Exhibit 34.29 Scatterplot. (Source: SPSS).
Simple and multiple linear regression are linear by definition. Moreover, the
correlation measures that these techniques are based on, represent only the linear association
between variables.
Linearity may be visually examined via scatterplots such as the one shown in
Exhibit 34.29. Alternatively, for a more accurate assessment, you could run a simple
regression analysis and examine the pattern of residuals.
Nonlinear relationship can be made linear in parameters by transforming one or more
of the variables.
Common approaches include,for relatively flat distributions, the inverse
transformation 1/x or 1/y, and for positively skewed distributions distribution, square
root transformation:
$$x_{new}=\sqrt{x_{old}},$$
And log, for negatively skewed distribution:
$$x_{new}= log(x_{old}).$$
New variables may be created to represent the nonlinear portion of the relationship.

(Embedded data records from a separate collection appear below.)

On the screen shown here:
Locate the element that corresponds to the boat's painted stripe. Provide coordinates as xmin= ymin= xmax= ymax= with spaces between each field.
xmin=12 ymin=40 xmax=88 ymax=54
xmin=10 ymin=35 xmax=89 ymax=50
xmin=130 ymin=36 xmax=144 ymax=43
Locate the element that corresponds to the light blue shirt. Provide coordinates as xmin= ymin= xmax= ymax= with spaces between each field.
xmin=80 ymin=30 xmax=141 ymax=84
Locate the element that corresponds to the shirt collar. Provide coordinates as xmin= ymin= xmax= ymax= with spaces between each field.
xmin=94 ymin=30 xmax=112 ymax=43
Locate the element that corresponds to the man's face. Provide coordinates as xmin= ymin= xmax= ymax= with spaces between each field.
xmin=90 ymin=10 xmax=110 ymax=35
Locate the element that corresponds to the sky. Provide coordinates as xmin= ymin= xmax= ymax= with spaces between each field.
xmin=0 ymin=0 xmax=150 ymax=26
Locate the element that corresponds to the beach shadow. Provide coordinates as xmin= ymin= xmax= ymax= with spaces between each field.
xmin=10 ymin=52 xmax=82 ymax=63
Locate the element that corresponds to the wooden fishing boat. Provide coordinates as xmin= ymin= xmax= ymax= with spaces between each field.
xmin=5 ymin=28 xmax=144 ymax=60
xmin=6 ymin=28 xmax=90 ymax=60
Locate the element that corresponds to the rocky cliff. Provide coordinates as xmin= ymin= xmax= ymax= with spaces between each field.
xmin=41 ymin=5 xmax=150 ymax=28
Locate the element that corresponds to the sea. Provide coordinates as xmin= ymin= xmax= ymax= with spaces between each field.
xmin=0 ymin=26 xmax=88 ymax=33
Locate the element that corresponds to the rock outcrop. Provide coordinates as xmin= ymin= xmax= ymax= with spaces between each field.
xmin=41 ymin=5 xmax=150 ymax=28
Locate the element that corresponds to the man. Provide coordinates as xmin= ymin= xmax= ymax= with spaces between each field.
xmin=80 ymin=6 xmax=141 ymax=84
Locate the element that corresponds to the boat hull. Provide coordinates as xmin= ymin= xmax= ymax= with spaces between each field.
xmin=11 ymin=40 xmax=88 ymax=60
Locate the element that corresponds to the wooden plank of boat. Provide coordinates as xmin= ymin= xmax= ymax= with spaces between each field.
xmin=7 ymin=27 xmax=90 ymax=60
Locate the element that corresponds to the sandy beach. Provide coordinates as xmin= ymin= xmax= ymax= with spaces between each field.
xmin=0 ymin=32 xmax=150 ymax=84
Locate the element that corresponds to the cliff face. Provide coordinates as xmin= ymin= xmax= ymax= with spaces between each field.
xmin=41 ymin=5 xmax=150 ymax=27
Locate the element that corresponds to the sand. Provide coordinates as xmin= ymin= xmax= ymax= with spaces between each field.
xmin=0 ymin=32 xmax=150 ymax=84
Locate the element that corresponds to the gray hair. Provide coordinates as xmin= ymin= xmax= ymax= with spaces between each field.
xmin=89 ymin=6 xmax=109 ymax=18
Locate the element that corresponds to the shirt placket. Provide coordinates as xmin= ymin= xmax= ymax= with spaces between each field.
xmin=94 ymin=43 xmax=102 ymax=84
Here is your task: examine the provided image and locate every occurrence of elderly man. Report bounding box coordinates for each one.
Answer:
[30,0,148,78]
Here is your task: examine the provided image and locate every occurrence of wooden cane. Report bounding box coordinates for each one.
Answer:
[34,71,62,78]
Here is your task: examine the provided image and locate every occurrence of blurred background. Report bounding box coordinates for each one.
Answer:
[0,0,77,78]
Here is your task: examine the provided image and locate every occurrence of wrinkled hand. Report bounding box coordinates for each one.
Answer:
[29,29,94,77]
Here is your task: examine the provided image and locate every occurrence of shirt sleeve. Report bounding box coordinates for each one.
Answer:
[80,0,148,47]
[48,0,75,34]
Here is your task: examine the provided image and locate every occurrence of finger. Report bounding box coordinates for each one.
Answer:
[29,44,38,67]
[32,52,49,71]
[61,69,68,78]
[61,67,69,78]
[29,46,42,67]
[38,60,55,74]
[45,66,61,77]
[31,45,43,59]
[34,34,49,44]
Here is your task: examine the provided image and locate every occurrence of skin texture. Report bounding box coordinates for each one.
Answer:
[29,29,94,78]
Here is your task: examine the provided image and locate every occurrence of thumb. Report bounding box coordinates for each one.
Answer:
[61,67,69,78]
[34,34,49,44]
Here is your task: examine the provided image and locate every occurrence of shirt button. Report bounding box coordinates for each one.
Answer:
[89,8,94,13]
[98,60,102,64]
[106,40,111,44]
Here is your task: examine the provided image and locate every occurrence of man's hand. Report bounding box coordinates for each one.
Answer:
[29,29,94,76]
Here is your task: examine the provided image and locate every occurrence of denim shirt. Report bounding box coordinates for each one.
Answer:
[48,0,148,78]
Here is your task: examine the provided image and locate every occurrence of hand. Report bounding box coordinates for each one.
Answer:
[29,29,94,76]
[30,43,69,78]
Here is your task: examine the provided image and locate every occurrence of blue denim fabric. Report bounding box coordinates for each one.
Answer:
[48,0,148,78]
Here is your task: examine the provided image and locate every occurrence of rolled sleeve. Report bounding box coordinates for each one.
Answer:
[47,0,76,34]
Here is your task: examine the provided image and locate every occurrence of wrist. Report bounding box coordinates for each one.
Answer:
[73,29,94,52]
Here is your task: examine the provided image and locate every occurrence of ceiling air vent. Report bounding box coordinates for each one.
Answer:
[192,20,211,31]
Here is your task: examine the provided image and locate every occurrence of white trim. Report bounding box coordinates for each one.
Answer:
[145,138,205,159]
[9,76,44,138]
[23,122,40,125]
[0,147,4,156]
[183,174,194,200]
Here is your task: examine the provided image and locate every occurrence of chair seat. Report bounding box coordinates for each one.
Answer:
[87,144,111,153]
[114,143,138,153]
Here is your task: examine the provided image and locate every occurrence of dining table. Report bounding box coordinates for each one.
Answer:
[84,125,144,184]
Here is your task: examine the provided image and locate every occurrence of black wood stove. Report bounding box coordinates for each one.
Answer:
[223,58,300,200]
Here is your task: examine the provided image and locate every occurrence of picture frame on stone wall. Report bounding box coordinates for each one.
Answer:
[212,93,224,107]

Polynomials (x2 or x3) for instance, are power
transformations of an independent variable that add a non-linear component:
- x1 (power = 1): linear.
- x2 (power = 2): quadratic. Single inflection point.
- x3 (power = 3): cubic. Two inflection points.
If the relationship is known to be nonlinear with inflection points, a common practice
is to start with the linear component, and then sequentially add higher-order polynomials till there
is no significant additional improvement in the fit (R2). The t-test would confirm whether
or not the additional terms are significant.